Please contact your state and federal elected leaders and let them know that you expect them to openly advocate and do everything within their power to urgently enact the same kinds of stringent gun control laws that Australia adopted within just 13 days after the 1996 Port Arthur massacre and that have long been in place in every other high income democratic country of the world.

At the time of my writing this message, Americans Against Gun Violence remains the only national organization in the United States that openly advocates the adoption of these kinds of definitive control measures. We do not oppose the much more limited measures advocated by other gun violence prevention organizations such as banning “bump stocks,” increasing the age for purchasing an assault rifle from 18 to 21, or banning the new sales of assault rifles, but it’s naïve to believe that in a country with an estimated 350 million guns already in circulation such measures alone will be adequate to prevent future mass shootings, including shootings on school campuses, or to reduce overall rates of gun in the United States to levels anywhere close to those in other high income democratic countries.

If you believe as we do that Americans have not only the ability, but also the moral responsibility, to reduce rates of firearm related deaths and injuries, including deaths and injuries to our children, to levels that are at or below those in the other high income democratic countries of the world, then please become a member of Americans Against Gun Violence, if you haven’t done so already done so, and please make an additional donation if you’re able.
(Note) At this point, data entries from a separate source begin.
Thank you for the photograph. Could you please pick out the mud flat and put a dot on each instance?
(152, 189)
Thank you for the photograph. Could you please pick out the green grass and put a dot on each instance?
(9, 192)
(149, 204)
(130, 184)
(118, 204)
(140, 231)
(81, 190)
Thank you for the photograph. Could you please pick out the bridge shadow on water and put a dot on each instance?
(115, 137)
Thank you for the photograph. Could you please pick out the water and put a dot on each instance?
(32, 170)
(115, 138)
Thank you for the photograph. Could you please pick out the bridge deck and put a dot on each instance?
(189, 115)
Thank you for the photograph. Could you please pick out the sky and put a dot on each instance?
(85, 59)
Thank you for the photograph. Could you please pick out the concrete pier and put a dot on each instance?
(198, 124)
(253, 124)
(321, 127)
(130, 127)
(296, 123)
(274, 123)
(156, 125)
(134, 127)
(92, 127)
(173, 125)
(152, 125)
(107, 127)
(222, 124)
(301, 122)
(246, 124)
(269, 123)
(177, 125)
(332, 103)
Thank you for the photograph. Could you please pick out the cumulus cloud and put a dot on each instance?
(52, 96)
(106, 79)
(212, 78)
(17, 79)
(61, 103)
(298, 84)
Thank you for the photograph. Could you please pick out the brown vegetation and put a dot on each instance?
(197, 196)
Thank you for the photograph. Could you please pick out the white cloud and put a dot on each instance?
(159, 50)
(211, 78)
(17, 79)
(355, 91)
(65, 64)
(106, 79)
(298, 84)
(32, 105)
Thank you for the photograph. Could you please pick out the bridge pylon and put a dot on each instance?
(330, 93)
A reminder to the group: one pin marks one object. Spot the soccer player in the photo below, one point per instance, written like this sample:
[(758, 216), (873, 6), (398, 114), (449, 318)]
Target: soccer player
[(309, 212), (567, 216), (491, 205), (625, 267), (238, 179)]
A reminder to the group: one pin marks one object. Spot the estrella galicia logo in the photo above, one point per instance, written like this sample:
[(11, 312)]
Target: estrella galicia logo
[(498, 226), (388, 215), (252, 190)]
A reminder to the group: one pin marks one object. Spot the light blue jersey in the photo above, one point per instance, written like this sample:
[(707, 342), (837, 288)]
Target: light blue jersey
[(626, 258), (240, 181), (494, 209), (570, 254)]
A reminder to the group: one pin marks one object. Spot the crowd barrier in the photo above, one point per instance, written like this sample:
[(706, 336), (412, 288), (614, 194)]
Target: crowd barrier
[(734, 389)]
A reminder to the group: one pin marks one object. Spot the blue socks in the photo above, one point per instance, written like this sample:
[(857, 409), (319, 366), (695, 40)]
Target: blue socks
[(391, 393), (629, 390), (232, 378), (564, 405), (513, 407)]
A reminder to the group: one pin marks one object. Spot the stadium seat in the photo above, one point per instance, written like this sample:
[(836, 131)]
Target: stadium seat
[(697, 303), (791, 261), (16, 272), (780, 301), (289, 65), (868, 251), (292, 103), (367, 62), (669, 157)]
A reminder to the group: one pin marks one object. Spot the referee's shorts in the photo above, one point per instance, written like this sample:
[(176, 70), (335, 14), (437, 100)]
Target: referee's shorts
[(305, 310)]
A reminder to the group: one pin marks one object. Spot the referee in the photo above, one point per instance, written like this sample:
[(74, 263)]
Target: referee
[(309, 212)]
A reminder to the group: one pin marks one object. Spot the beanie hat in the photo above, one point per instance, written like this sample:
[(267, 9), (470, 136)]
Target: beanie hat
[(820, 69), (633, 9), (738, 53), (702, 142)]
And please ask friends, family members, and colleagues to join us as well. Until we succeed in our goal of adopting stringent gun control laws comparable to the laws in the other high income democratic countries of the world, when the next horrific mass shooting occurs, we shouldn’t ask ourselves why such tragedies continue to happen, but rather why we as a nation haven’t done everything within our power to prevent them.

 

Sincerely,

 

 

Bill Durston, MD

President, Americans Against Gun Violence

Note: Dr. Durston is a board certified emergency physician. Before becoming a doctor, he was an expert marksman in the U.S. Marine Corps and served in combat in the the Vietnam War where he was decorated for “courage under fire.”